President Trump has ordered next year’s overall national defense budget to be reduced from a projected total of $733 billion to $700 billion, Deputy Defense Secretary Pat Shanahan said Friday.

Shanahan said the order to cut the budget by 4.5 percent last week has essentially caused the Pentagon to create two separate budget proposals for fiscal year 2020 based on its higher initial plan and the new lower figure from the White House. The new 2020 number represents a $16 billion cut from the fiscal 2019 authorized level.

The Pentagon is in the final stages of creating an annual spending proposal that must be approved by the president’s Office of Management and Budget and then submitted by the president to Congress in February.

Trump puzzled analysts this month when he mentioned a future $700 billion defense budget in passing. It was not clear whether he was talking about all defense spending or just the Pentagon’s budget, which was $701 billion of the total $733 billion projected for 2020.

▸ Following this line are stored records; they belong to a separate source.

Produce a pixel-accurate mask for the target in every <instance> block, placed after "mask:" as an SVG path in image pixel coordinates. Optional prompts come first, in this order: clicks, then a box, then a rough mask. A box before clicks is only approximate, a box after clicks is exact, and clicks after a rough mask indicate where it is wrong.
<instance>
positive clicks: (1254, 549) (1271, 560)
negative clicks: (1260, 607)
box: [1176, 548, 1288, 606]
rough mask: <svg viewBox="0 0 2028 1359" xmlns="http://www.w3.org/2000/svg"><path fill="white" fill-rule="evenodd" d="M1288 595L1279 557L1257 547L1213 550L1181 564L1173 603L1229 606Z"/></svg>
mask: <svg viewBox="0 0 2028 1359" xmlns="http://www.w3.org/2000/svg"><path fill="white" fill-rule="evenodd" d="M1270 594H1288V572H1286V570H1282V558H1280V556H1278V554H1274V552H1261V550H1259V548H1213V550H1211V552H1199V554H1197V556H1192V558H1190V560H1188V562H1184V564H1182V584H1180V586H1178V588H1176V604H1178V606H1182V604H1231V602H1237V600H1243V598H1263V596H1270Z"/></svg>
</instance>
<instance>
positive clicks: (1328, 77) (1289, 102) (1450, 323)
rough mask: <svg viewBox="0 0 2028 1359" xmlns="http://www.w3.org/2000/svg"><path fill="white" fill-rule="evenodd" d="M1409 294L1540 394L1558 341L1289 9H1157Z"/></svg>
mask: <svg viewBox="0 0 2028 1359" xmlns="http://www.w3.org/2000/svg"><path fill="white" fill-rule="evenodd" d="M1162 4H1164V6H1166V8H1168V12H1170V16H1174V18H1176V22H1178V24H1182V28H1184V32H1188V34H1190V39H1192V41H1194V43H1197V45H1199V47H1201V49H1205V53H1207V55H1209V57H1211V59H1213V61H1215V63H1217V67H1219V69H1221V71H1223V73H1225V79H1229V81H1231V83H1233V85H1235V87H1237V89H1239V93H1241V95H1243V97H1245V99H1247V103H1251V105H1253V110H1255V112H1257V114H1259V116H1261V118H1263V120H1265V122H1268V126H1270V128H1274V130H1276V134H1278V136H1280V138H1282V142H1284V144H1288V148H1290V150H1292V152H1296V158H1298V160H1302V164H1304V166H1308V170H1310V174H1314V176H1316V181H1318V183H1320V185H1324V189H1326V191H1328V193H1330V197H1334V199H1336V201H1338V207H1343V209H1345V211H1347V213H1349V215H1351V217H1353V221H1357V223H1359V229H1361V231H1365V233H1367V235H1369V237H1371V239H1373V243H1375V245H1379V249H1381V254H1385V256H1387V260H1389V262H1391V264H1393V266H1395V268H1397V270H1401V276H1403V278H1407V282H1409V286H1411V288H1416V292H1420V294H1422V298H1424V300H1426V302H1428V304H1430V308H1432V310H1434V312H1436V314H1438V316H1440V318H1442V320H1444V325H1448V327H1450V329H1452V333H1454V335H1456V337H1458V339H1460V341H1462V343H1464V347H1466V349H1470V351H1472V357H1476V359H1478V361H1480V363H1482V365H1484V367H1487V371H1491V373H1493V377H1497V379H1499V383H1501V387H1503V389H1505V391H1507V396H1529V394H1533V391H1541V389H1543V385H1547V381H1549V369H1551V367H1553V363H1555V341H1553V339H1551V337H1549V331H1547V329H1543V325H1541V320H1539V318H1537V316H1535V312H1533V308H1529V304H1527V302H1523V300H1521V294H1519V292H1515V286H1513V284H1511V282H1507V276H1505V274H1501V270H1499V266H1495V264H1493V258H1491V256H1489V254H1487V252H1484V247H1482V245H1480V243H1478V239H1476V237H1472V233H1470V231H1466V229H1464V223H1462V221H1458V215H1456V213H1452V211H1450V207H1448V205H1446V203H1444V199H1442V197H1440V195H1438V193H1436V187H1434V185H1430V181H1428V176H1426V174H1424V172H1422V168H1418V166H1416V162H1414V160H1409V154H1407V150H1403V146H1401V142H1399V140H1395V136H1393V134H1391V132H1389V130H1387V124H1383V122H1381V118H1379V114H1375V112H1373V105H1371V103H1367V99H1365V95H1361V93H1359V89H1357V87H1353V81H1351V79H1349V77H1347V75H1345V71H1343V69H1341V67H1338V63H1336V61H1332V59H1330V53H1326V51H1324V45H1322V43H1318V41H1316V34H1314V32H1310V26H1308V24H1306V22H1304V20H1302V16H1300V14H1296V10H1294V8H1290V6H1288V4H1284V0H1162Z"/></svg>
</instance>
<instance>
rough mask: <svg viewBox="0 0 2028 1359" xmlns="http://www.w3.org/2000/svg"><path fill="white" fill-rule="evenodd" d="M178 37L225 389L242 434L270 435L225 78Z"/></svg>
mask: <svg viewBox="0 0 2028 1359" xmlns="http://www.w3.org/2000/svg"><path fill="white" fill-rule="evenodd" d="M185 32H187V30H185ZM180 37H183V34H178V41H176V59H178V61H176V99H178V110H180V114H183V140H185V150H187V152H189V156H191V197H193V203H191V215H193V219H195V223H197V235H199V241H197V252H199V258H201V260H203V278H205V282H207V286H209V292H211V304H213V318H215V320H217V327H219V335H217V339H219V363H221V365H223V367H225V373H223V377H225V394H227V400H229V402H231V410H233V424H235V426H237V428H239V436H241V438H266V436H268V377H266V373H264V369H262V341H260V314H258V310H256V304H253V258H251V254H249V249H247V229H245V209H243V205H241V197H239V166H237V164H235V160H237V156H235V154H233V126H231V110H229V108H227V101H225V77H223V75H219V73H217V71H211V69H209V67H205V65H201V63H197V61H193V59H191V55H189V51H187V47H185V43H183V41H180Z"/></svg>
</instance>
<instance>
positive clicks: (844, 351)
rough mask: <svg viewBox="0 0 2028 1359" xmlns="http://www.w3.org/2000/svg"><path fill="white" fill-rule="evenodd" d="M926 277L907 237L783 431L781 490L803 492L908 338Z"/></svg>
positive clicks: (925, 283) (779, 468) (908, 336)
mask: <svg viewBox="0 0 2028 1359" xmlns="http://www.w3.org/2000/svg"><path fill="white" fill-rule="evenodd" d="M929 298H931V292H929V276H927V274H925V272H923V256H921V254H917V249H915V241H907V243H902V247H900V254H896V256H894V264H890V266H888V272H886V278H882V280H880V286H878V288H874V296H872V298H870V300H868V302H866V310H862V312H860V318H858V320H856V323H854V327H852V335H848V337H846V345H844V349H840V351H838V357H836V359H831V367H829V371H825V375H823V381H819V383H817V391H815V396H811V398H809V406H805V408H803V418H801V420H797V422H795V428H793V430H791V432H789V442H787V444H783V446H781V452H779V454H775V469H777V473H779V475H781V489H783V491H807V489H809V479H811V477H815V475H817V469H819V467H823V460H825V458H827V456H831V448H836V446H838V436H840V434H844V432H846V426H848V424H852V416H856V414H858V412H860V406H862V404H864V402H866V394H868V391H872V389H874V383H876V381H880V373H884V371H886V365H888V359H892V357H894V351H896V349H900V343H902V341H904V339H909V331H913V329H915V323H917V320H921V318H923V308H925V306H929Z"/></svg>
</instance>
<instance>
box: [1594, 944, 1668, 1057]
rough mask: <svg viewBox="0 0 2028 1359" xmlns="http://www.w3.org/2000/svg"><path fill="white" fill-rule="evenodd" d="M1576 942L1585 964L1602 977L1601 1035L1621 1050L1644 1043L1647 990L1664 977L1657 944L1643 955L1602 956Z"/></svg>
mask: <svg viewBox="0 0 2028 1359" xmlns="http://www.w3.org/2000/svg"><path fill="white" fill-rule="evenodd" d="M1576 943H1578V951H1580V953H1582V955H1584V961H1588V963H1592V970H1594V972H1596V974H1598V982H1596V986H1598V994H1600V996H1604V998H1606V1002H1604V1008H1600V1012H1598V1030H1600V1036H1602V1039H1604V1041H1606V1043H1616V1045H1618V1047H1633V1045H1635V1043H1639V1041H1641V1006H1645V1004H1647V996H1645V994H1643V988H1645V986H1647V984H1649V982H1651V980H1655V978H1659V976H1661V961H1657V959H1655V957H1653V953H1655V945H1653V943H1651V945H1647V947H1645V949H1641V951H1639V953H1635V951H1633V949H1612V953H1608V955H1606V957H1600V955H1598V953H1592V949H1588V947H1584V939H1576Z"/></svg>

The larger total defense budget includes spending on line items such as the nuclear arsenal and law enforcement.

Shanahan confirmed during an appearance at the Military Reporters and Editors conference Friday that the president was indeed talking about a much smaller total national defense budget.

Analysts said a $700 billion total defense budget would be about a 4.5 percent cut to planned spending when inflation is factored, and could make it difficult for the Pentagon to carry out its plans to modernize following an infusion of spending over the past two years.

The cut would track with Trump’s newly announced plan, called the ‘nickel plan,’ that aims to cut 5 percent from all areas of federal spending.